Un dato che guarda al futuro. Il 25% delle donne laureate non lavora, contro il 9% dei maschi. In poche parole uno spreco di risorse. Con il tasso di occupazione delle madri inferiore a quello femminile, eccezione fatta, in Europa, per Islanda e Svezia. 

Ma in Italia la situazione non cambia con il crescere dell’età del bambino. Come dimostra il fatto che la percentuale di iscritti all’asilo nido da noi sia solo pari al 6,3%, contro il 28% della Francia e il 39,5% della Svezia. 

Con Paola Profeta e Alessandra Casarico, entrambe professore associato di Scienza delle Finanze all’Università Bocconi, a mostrare la via dell’incentivo fiscale e degli interventi sul mercato del lavoro quali soluzioni. 

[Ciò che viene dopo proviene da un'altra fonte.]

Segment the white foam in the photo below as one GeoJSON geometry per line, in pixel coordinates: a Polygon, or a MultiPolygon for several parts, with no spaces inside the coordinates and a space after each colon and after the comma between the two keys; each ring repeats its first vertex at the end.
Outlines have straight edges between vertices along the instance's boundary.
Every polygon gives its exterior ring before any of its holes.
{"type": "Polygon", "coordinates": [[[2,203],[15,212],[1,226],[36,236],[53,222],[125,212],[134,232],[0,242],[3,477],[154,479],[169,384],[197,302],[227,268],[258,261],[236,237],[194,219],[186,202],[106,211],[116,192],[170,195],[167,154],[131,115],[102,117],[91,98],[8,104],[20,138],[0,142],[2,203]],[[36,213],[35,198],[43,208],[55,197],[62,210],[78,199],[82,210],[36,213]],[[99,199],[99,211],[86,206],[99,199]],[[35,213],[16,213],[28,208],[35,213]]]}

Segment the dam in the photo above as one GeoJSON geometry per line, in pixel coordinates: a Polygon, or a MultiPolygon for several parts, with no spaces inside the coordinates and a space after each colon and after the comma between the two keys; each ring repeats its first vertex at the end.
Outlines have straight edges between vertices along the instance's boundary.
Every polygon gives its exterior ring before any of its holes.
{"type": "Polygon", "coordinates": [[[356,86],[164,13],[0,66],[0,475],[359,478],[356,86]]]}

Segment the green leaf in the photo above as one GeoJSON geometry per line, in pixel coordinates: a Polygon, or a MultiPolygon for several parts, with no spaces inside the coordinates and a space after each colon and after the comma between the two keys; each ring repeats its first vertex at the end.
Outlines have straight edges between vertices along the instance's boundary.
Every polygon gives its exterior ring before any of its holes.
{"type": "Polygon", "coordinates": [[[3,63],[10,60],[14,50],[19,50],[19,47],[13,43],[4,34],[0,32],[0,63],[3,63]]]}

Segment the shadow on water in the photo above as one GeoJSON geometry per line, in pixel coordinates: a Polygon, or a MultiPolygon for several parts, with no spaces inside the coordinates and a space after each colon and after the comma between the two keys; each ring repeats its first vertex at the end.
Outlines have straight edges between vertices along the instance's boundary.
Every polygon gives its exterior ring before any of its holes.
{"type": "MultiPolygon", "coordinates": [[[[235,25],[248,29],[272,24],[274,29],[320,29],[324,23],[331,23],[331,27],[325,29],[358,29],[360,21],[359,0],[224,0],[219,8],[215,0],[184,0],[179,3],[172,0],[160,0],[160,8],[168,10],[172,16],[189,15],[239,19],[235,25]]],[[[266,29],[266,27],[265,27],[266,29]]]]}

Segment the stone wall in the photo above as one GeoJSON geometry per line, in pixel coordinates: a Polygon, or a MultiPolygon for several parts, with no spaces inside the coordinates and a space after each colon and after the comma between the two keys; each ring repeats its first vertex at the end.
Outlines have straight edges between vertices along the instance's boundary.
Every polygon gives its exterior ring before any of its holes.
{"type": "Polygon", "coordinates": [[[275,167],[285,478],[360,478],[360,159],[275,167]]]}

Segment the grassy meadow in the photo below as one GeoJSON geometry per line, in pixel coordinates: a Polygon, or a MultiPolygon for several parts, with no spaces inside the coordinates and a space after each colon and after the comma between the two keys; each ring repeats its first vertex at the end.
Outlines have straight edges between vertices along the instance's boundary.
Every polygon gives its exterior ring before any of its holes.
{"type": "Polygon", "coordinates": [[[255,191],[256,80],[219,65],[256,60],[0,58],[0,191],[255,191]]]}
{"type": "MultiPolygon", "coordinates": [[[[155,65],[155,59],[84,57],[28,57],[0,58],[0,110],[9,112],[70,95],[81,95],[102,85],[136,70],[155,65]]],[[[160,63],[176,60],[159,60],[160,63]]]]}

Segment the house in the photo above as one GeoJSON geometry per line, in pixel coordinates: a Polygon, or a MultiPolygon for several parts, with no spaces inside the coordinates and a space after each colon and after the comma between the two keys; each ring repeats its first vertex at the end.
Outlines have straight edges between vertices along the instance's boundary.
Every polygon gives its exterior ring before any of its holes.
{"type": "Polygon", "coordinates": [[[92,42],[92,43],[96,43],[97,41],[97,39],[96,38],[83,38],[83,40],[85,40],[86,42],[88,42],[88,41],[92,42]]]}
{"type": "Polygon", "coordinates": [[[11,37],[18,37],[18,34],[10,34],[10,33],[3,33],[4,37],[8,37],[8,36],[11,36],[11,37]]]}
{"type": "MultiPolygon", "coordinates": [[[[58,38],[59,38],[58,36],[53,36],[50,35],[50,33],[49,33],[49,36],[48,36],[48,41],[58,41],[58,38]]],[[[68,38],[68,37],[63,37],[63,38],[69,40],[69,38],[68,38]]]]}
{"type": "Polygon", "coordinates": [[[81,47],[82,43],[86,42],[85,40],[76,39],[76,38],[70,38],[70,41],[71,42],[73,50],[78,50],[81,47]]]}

Sul fronte della domanda, riconoscendo detrazioni per figli a carico più elevate per quelle famiglie con doppio percettore di reddito, o unico se monoparentali, configurandole come imposta negativa. Su quello della domanda, riconoscendo sgravi fiscali alle imprese che assumono donne. 

In merito al mercato, invece, l’azione dovrebbe guardare ai congedi parentali, riconoscendo quelli esclusivi e retribuiti per i padri, in modo indipendente e aggiuntivo rispetto a quelli per la madre. Così come impegnarsi sul fronte del part time. 

Ma è soprattutto la nostra cultura a dover cambiare. Troppo alta, 81,4%, la percentuale di chi è convinta che un bambino in età prescolare soffra se la mamma è al lavoro. Inferiore alla media degli altri paesi, invece, il credo nella capacità della madre che lavora di stabilire una relazione con il figlio intensa alla pari di chi non lavora, o il riconoscere che i padri siano parimenti abili delle madri a curare i figli.